Nigerian soldiers have torched many homes across southern and central Nigeria after recent attacks by armed groups that left six soldiers dead, security sources and residents said Tuesday.

On Tuesday morning armed assailants shot at soldiers in a suburb troubled by ethnic violence outside the central Nigerian city of Jos, Plateau State, local police told AFP.

"Two soldiers were killed, one was injured," Plateau Police spokesperson Ubah Ogaba said.

After the killings, soldiers who had been stationed in the region to boost stability stormed into ethnic Fulani communities, burning up to 150 homes, local residents told AFP.

"The soldiers called us for a meeting, they told us to bring out miscreants that we know among us," local resident Usman Adam said.

"But after the meeting we saw the deployment of many soldiers into our community. They began to set fire to our homes, they burnt my own home," Adam lamented.

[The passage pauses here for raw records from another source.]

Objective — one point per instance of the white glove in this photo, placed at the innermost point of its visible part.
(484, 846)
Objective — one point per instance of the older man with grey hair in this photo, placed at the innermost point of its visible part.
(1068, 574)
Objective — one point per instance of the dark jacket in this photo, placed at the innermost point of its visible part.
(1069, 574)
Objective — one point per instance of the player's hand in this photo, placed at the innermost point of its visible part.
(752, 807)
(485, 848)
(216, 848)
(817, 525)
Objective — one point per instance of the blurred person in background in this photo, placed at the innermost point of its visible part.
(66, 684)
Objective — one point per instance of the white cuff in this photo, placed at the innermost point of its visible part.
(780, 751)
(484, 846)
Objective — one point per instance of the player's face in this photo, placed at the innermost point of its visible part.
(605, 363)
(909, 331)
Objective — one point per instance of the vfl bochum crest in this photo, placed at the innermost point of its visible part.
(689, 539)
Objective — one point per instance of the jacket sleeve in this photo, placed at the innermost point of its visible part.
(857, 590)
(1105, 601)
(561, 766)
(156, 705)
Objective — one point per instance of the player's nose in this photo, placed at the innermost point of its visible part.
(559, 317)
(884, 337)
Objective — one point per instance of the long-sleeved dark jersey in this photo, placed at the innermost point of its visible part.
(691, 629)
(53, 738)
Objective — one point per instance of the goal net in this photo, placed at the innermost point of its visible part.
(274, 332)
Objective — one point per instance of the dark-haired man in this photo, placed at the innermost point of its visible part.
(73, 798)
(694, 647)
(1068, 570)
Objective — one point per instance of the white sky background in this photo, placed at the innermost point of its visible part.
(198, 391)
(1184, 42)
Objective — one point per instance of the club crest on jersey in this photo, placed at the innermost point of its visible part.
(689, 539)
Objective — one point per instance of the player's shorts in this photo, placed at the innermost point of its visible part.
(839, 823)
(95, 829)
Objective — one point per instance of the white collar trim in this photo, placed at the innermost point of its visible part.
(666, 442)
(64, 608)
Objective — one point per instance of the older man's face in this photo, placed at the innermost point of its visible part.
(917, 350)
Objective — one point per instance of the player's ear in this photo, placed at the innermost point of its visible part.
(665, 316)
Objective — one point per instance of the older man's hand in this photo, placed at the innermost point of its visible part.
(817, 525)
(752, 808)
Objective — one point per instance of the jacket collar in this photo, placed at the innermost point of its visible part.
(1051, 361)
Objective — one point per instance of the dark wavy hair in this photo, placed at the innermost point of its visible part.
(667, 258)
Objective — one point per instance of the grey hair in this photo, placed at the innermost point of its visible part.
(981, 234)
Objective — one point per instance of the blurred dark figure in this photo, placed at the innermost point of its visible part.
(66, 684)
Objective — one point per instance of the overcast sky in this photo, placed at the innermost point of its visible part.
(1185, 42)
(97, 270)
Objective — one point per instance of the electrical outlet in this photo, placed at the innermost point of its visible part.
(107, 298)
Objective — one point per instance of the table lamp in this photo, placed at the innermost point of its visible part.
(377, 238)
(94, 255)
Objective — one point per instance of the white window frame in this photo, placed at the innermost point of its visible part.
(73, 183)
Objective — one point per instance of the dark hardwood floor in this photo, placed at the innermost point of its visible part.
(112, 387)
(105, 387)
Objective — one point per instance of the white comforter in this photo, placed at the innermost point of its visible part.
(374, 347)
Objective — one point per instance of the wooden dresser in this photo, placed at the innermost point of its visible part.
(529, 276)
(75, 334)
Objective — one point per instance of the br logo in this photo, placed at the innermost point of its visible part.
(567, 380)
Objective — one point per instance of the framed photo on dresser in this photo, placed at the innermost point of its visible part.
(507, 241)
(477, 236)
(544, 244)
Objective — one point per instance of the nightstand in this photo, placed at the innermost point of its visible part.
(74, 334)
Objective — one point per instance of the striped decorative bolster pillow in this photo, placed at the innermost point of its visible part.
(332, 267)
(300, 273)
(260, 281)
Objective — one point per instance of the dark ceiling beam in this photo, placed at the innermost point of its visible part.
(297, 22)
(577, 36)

The army have not commented on the attack and did not respond to requests by AFP.

The violence by soldiers mirrored similar recent events that have sparked outrage in Nigeria and drawn condemnation from rights groups.

On Sunday, suspected pirates attacked a gunboat escorting a vessel in the volatile waters of the oil-rich Niger Delta, a security source speaking on condition of anonymity told AFP on Tuesday.

"During the ensuing gun battle, four of the soldiers and two civilians on board the vessel were killed," the source said.

Security forces then launched a manhunt for the gunmen in the Lutugbene community, "burning a minimum of 21 houses," community leader Austin Ozobo told AFP.

The security source confirmed the village was targeted but said soldiers "torched houses owned by persons who are sea pirates".

Nigeria's Delta region has long been a hotbed of piracy with armed gangs striking at ships from their hideouts among myriad onshore creeks.

Nigeria's military, under pressure to halt rising insecurity across Africa's most populous country, have faced mounting calls to investigate widespread rights abuses.

Last week, Amnesty International called for an investigation into military operations in northeast Nigeria, a region beset by jihadist conflict, where villages suspected to harbour militants have also been razed by soldiers.

"Brazen acts of razing entire villages, deliberately destroying civilian homes and forcibly displacing their inhabitants with no imperative military grounds, should be investigated," the group said in a statement.